おまけに上映館は全国で11館のみ。横浜ですら1館しかない。これでは配給会社からも『自滅しろ』と宣言されたも同然です。
そんなヤバいと噂のアニメ版の感想を一言で表すと
『脚本とバトルシーンだけは一流の名作』
同じSTUDIO4℃作品であるCiaoの悪夢再来かと予感がしましたが、そこまで悪くはなかったです。
原作の設定の改変の多さが気になりますが、『2人だけが知る孤独な戦い』『甘酸っぱくも悲しい救われないラブストーリー』といった原作で見せ場となる要素が絶妙な具合にオリジナル展開の中に生かされていて、原作小説を読んだ時の感動を再体験出来ました。

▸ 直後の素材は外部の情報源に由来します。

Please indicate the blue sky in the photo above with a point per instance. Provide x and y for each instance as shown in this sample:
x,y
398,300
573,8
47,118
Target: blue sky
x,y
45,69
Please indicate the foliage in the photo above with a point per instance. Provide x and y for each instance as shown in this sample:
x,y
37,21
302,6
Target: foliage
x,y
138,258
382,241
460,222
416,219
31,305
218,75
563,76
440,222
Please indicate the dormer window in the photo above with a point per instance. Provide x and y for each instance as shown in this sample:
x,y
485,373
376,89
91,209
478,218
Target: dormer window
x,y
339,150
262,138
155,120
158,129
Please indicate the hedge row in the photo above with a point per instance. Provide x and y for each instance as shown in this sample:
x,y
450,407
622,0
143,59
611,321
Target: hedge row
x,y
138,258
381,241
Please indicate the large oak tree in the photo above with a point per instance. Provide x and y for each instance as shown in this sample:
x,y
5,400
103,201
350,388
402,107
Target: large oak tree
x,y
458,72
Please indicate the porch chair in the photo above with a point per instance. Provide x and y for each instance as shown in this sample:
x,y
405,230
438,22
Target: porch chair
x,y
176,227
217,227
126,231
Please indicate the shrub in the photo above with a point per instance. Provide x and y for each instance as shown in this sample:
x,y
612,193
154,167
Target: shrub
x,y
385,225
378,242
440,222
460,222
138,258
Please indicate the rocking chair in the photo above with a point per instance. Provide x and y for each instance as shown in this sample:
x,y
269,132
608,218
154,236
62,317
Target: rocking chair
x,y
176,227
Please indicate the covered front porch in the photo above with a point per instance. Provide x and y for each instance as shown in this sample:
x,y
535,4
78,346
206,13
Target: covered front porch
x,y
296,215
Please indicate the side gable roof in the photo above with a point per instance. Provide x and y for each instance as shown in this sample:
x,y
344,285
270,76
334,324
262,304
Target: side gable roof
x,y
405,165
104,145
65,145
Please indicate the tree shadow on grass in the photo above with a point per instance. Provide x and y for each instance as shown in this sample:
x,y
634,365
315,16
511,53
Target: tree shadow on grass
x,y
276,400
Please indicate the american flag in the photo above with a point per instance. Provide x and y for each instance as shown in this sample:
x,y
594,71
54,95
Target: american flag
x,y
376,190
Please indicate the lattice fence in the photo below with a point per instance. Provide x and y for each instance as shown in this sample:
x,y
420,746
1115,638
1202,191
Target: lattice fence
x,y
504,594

全く期待していなかっただけに、油断した私の涙腺は軽く崩壊しました。救いの無いループもの、泣かずにはいられないのだよ……
作画もこだわりのあるSTUDIO4℃なだけあって美しいです。
戦闘シーンにはかなり力が入っていますし、カット毎に見せ方・魅せ方が追求されていることが伝わってきます。
劇中の2人の成長具合も合わさって、終盤になればなる程アクションの迫力・スピード感が上昇して気持ちいいです。
斧を使った戦闘アニメのお手本と言っても過言では無いかもしれません。
各ループが繰り返されるテンポ感も非常に良く全編を通して退屈させられません。最近ありがちな長尺引き伸ばし映画にはぜひ見習って貰いたい。
なのにどうしてあのキャラデザにしたのでしょうか?
脚本が非常に良いだけに、キャラデザの異常さが目立ちます。
主人公は主役なりの個性的デザインとして目を瞑るとして、モブキャラになればなるほど謎にキャラデザの癖が強いせいでノイズとなって集中できません。
ジャケットのデザインに至っては論外。
原作の表紙・漫画・ハリウッドとかっこいいデザインの例がいくつも存在するにも関わらず、なぜあのような動きにくそうなデザインになったのでしょうか?
STUDIO4℃は何かに取り憑かれているとしか思えないので早く全スタジオのお祓いをして頂きたい。
ファンによる過剰評価を抜きにして、作画の癖が強い点以外は名作だと自信を持って薦められます。
だからこそ上映館が少ないこととキャラデザのおかしさはどうにかならなかったのか?と疑問を持たずにはいられません。
その点さえ間違えなければおそらくヒット作になっていたはずなのに非常〜に勿体ない。